Recently, business visionary Elon Musk talked about one of his latest science projects, a Neuralink brain implant to “supercharge human communication.” Except there’s already a film about how that was already a fact (well, fake fact) way back in February 2008. And how it was already being put to provocative use as an assassin’s tool. In a world where science and science fiction tend to blend too closely together, Possessor takes that speculative fiction genre to grandiose and gruesome levels. It suggests that inhabiting someone else’s body by replacing a host’s conscious mind with that of a killer’s, might just be possible. That, as evident here, can’t always be a good thing. Even if you’re the higher-minded executioner.
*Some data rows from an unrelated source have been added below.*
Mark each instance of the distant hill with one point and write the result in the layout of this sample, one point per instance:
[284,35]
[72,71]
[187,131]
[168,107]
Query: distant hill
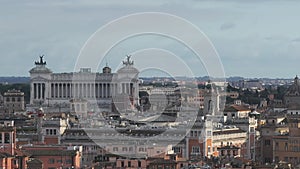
[13,80]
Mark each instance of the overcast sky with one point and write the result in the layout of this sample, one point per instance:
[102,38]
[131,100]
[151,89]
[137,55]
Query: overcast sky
[254,38]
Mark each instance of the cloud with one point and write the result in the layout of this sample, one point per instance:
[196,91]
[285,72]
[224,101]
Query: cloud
[226,26]
[296,39]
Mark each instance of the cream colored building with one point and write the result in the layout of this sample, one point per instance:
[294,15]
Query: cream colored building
[98,88]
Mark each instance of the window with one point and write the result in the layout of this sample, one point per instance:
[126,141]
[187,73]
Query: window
[6,138]
[68,161]
[267,142]
[208,149]
[141,149]
[176,149]
[51,161]
[124,149]
[115,148]
[195,150]
[139,164]
[129,163]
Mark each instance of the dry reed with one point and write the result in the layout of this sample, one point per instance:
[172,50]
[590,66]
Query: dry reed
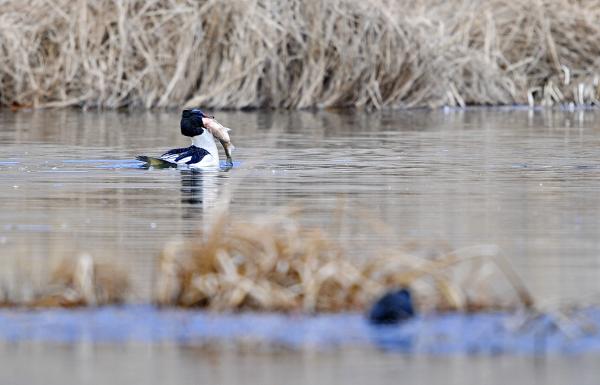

Set a dozen years ago in a Toronto that is experiencing the birth of the electronic cigarette craze, the second feature from Brandon Cronenberg, son of (or clone of) David, shares his father’s affinity for making blood-spattered body horror films. Brandon pays sly tribute to some of his dad’s works, including Scanners (1981). Cronenberg fils actually plucked Jennifer Jason Leigh, the star of his father’s 1999 scifi thriller eXistenz, for a plum role in his bold and bloody journey through a dimension way beyond the outer limits of the lighter elements of sight and sound found in The Twilight Zone.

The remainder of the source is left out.